Sian Gonzales found out he would no longer be receiving the almost $5,000 he has been awarded annually from the Alaska Performance Scholarship (APS) on July 9 — a month and a half shy of the first day of classes for his junior year at the University of Alaska, Anchorage.

Gonzales, 21, didn’t lose the scholarship money because his grades slipped or because he violated any school rules; instead, Gonzales and 2,500 other students in Alaska lost the scholarship because the state is no longer funding it.

“I’m scared,” Gonzales, a nursing student, told NBC News. Raised in Juneau, Gonzales decided to stay in Alaska for college in large part because of the APS, and even worked toward earning the scholarship during high school.

“Alaska is in dire need of nurses. After I graduate, I want to use my skills to help my people here in Alaska. I want to stay in Alaska” Gonzales said. And that’s exactly what the APS was created to do.

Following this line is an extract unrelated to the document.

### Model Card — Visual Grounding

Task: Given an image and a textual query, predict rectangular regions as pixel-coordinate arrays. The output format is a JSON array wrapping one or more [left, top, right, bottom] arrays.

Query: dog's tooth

The APS began awarding students money in 2012 to encourage bright high school seniors to stay in their home state for higher education and prevent a brain drain. The program has specific qualifications for students to be eligible, and some students, like Gonzales, spend their high school years taking certain classes, maintaining a high GPA, and studying to get good SAT or ACT scores in order to qualify. Gonzales is in Level 1, which means he gets $4,755 per year from the APS. The state also offered two other levels of the scholarship worth either $3,566 and $2,378 per year.